Hi Seb, I think this is not the entire solution because one still needs to concatenate and re-index the class labels -- which the ConcatDataset does not do but your wonderful union data set does.

brando90 commented 1 year ago

would doing union.dataset give me what I want i.e. concatenation of data sets + the relabeling done correctly?

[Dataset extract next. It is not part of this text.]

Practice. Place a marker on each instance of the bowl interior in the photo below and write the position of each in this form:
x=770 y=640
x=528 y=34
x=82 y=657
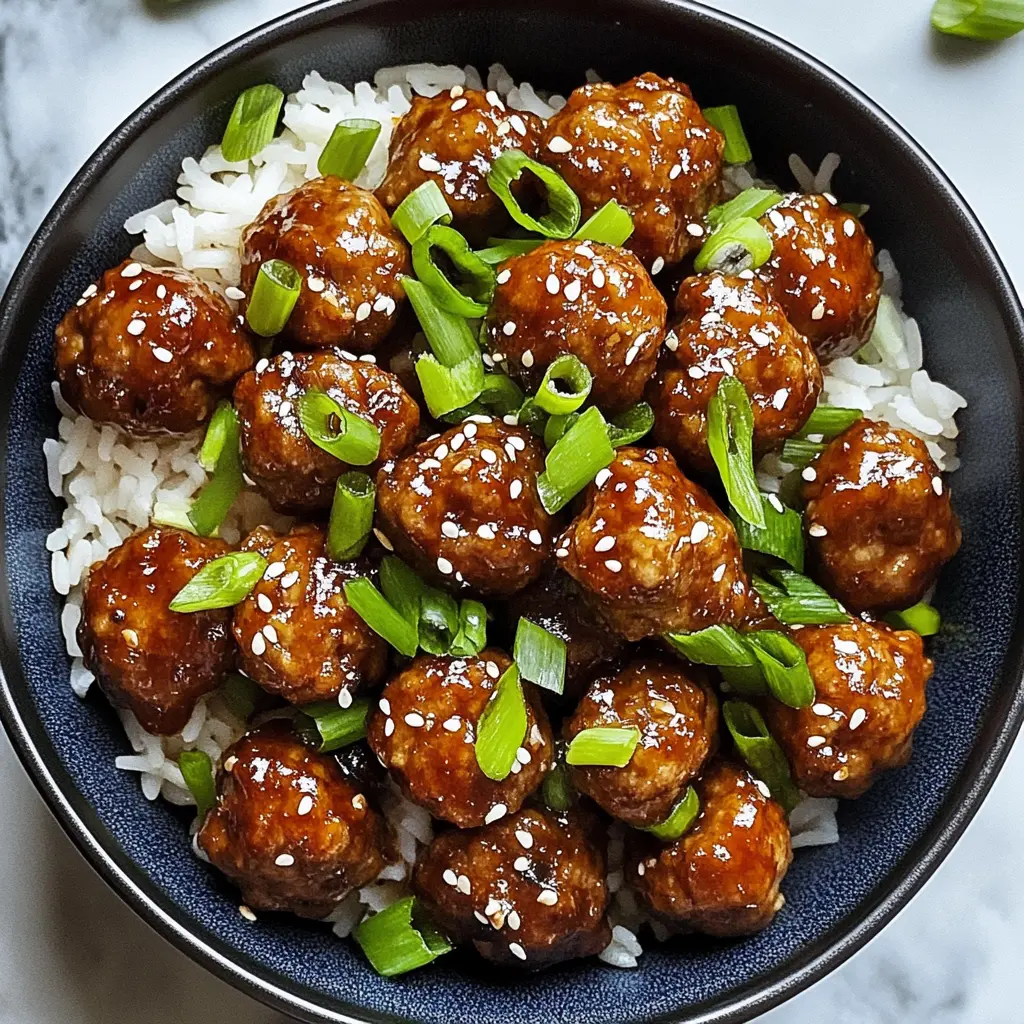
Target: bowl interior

brando90 commented 1 year ago

for it to work with any standard pytorch data set I think the workflow would be:

pytorch dataset -> l2l meta data set -> union data set -> .dataset field -> data loader

for l2l data sets:

l2l meta data set -> union data set -> .dataset field -> data loader
brando90 commented 1 year ago

odd the union data set's iterator doesn't work:

    assert isinstance(dataset, Dataset), f'Expect dataset to be of type Dataset but got {type(dataset)=}.'
    counts: dict = {}
    iter_dataset = iter(dataset)
    for datapoint in iter_dataset:
        x, y = datapoint

see:

Connected to pydev debugger (build 221.5080.212)
/Users/brandomiranda/opt/anaconda3/envs/meta_learning/lib/python3.9/site-packages/torchvision/datasets/mnist.py:498: UserWarning: The given NumPy array is not writeable, and PyTorch does not support non-writeable tensors. This means you can write to the underlying (supposedly non-writeable) NumPy array using the tensor. You may want to copy the array to protect its data or make it writeable before converting it to a tensor. This type of warning will be suppressed for the rest of this program. (Triggered internally at  ../torch/csrc/utils/tensor_numpy.cpp:180.)
  return torch.from_numpy(parsed.astype(m[2], copy=False)).view(*s)
Traceback (most recent call last):
  File "/Applications/PyCharm.app/Contents/plugins/python/helpers/pydev/pydevd.py", line 1491, in _exec
    pydev_imports.execfile(file, globals, locals)  # execute the script
  File "/Applications/PyCharm.app/Contents/plugins/python/helpers/pydev/_pydev_imps/_pydev_execfile.py", line 18, in execfile
    exec(compile(contents+"\n", file, 'exec'), glob, loc)
  File "/Users/brandomiranda/ultimate-utils/ultimate-utils-proj-src/uutils/torch_uu/dataset/concate_dataset.py", line 240, in <module>
    # check_cifar100_is_100_in_usl()
  File "/Users/brandomiranda/ultimate-utils/ultimate-utils-proj-src/uutils/torch_uu/dataset/concate_dataset.py", line 223, in check_mi_usl

  File "/Users/brandomiranda/ultimate-utils/ultimate-utils-proj-src/uutils/torch_uu/dataset/concate_dataset.py", line 102, in get_relabling_counts
    x, y = datapoint
TypeError: cannot unpack non-iterable NoneType object
brando90 commented 1 year ago

really weird because when I index it it does return something:

len(union[0])
2

maybe the iterators next or something doesn't call get item or something?